Venture Capitalists Can Improve Success by Considering Prior Funding

Published: 20 Jul 2022

Investors benefit from considering prior funding sources when selecting entrepreneurial start-ups, reveals new research from Nyenrode Business University. This insight is also of societal importance as particularly entrepreneurial start-ups have proven to benefit society at large, in innovation and employment, even more so than established corporates.

Dr. Job Andreoli, Assistant Professor of Finance at Nyenrode, found that while practice and academia point to only two investment considerations (i.e. the entrepreneur and the venture, or ‘the jockey’ and ‘the horse’), a third consideration deserves attention too: prior funding sources.

Dr. Andreoli studied ventures early stage, actually before these ventures have a product or service to evaluate, and need funding to do so. This is when the information asymmetry between investor and entrepreneur is largest as is their mutual benefit. Despite this large information asymmetry, entrepreneurs and investors alike seek to close virtually irrevocable agreements.

Entrepreneurs and investors need one another to grow the venture, yet are typically perfect strangers with their own goals and priorities.
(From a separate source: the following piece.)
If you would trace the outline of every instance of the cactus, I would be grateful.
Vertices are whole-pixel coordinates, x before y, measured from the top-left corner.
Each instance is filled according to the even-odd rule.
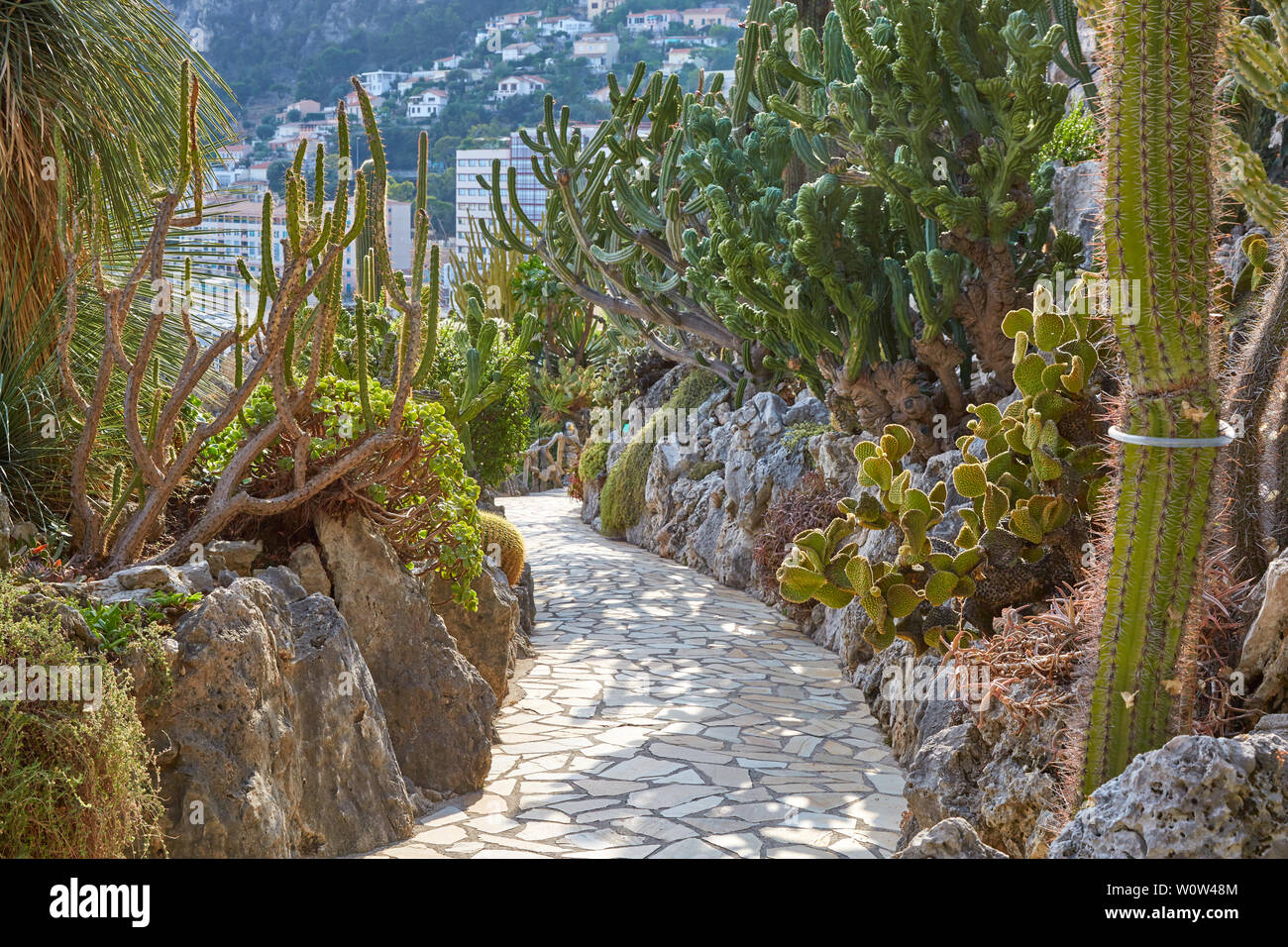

Both thus need to find ways to bridge the unknowns and find common ground. While this challenge applies to all financing and investment decisions, it is particularly pronounced in early-stage ventures as they are riskier, resulting from their developing proposition, limited market proof and lack of collateral.

The investment selection appears to be the most important determinant for investment success, even more so than for instance the treatment effect (i.e. the coaching and networking activities after having selected the venture). Yet selecting the right ventures to invest in, is a challenge and good understanding of its determinants has been lacking in practice and in academia. Whether causal or not, persisting low rates of successful investments are apparent as well.

Both the practice and the science of investment selection rely on only two candidates to address the information challenge: the jockey and the horse. The jockey is the entrepreneur and their traits. Examples are entrepreneur level of education, work experience, whether they set-up a venture before, and so forth… Likewise, the horse is the venture and its traits. Examples may include the business model, competition, industry, and so forth… The literature thus recognizes the inability of investors and entrepreneurs to have the same level of information. It merely suggests two candidates for investors to assess potential and select investments.

Dr. Andreoli reveals that attention for prior funding sources enriches the art and science of investment selection, on top of the extant two categories. He does so by creating a ‘pecking order’ of new early-stage funding sources and by providing evidence of the value that crowdfunding has for VCs with a more social orientation. The research seems promising to improve funding success and create more societal wealth.